Table 3. Summary of Dendritic Spine Quantification Following Cue Reintroduction at 30 days.
Basal |
Apical |
|||||
---|---|---|---|---|---|---|
Naive | Chow | HF | Naive | Chow | HF | |
PL-PFC | ||||||
Filopodium | 0.16±0.03 | 0.15±0.03 | 0.15±0.02 | 0.13±0.05 | 0.20±0.03 | 0.13±0.01 |
Thin | 7.44±0.08 | 7.53±0.12 | 7.54±0.10 | 7.37±0.14 | 7.48±0.17 | 7.48±0.12 |
Stubby | 1.59±0.06 | 1.68±0.05 | 1.68±0.07 | 1.56±0.04 | 1.65±0.07 | 1.62±0.04 |
Mushroom | 2.66±0.06 | 2.53±0.08 | 2.49±0.05 | 2.53±0.11 | 2.35±0.06 | 2.50±0.10 |
Branched | 0.25±0.05 | 0.25±0.04 | 0.23±0.05 | 0.13±0.05 | 0.13±0.04 | 0.23±0.03 |
Total | 12.09±0.13 | 12.13±0.45 | 12.09±0.28 | 11.66±0.16 | 11.80±0.19 | 11.95±0.46 |
IL-PFC | ||||||
Filopodium | 0.22±0.06 | 0.23±0.06 | 0.28±0.05 | 0.19±0.08 | 0.20±0.03 | 0.24±0.02 |
Thin | 7.59±0.12 | 7.50±0.19 | 6.39±0.13 | 7.44±0.15 | 7.43±0.06 | 6.29±0.17 |
Stubby | 1.63±0.11 | 1.70±0.13 | 1.61±0.09 | 1.63±0.05 | 1.43±0.06 | 1.51±0.07 |
Mushroom | 2.41±0.16 | 2.53±0.11 | 2.41±0.08 | 2.47±0.09 | 2.53±0.08 | 2.53±0.13 |
Branched | 0.19±0.04 | 0.23±0.05 | 0.26±0.03 | 0.22±0.06 | 0.15±0.05 | 0.15±0.03 |
Total | 12.03±0.22 | 12.18±0.08 | 10.94±0.36 | 11.94±0.12 | 11.73±0.08 | 10.72±0.38 |
Core |
Shell |
|||||
Naive | Chow | HF | Naive | Chow | HF | |
Nucleus accumbens | ||||||
Filopodium | 0.19±0.04 | 0.30±0.04 | 0.24±0.06 | 0.22±0.06 | 0.17±0.03 | 0.22±0.50 |
Thin | 9.53±0.21 | 9.60±0.13 | 9.63±0.09 | 9.50±0.25 | 9.65±0.05 | 9.53±0.12 |
Stubby | 1.72±0.08 | 1.76±0.06 | 1.72±0.06 | 1.53±0.08 | 1.39±0.06 | 1.58±0.10 |
Mushroom | 2.72±0.16 | 3.07±0.06 | 3.13±0.09 | 2.59±0.11 | 3.02±0.07 | 2.39±0.15 |
Branched | 0.28±0.06 | 0.20±0.04 | 0.33±0.08 | 0.16±0.03 | 0.23±0.06 | 0.18±0.03 |
Total | 14.44±0.13 | 14.94±0.22 | 15.05±0.22 | 14.00±0.17 | 14.47±0.15 | 13.90±0.32 |
Spine quantification in the prelimbic medial prefrontal cortex (PL-mPFC), infralimbic mPFC (IL-mPFC), and nucleus accumbens (NAc), respectively. Bold indicates significant decrease in high-fat (HF)-exposed animals compared to both chow-exposed animals and naive controls. Underlined italics indicate significant increase in chow-exposed animals compared to both HF-exposed animals and naive controls. Bold italics indicate significant increase in both chow- and HF-exposed animals compared to naive controls. Italics indicate chow-exposed animals greater than HF-exposed animals only. Values represent the mean±SEM (p<0.05).

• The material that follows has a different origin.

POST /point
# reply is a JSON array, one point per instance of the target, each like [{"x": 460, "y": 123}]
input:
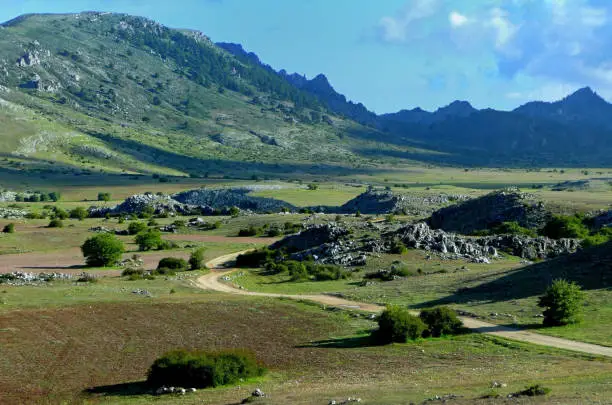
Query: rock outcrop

Tukey’s multiple comparison’s test revealed that, at 1 day, the chow group exhibited an increase in spine density attributed to an increase in thin spines within the NAc-C compared to naive controls (chow (n=4): 9.97±0.08, naive (n=3): 9.38±0.14, p<0.01, Figure 3d). This significant trend was also observed in the NAc-Sh (chow (n=4): 9.81±0.08, naive (n=3): 9.29±0.04, p<0.01, Figure 3e). At 30 days, in both the NAc-C and NAc-Sh, the increase in spine density was maintained but was attributed to an increase in mushroom-type spines (NAc-sh: chow (n=7): 3.02±0.07, naive (n=4): 2.59±0.11, p<0.01, Figure 3e; NAc-C: chow (n=7): 3.07±0.06, naive (n=4): 2.72±0.16, p<0.01, Figure 3d). Curiously, the HF group did not exhibit any structural changes in the NAc-Sh different from the naive controls at either time point (Figure 3e). In the NAc-C, however, although there were no observable differences 1 day after training, the HF group showed an increase in mushroom-type spines 30 days following training (HF (n=6): 3.13±0.09, naive (n=4): 2.72±0.16, p<0.001, Figure 3d).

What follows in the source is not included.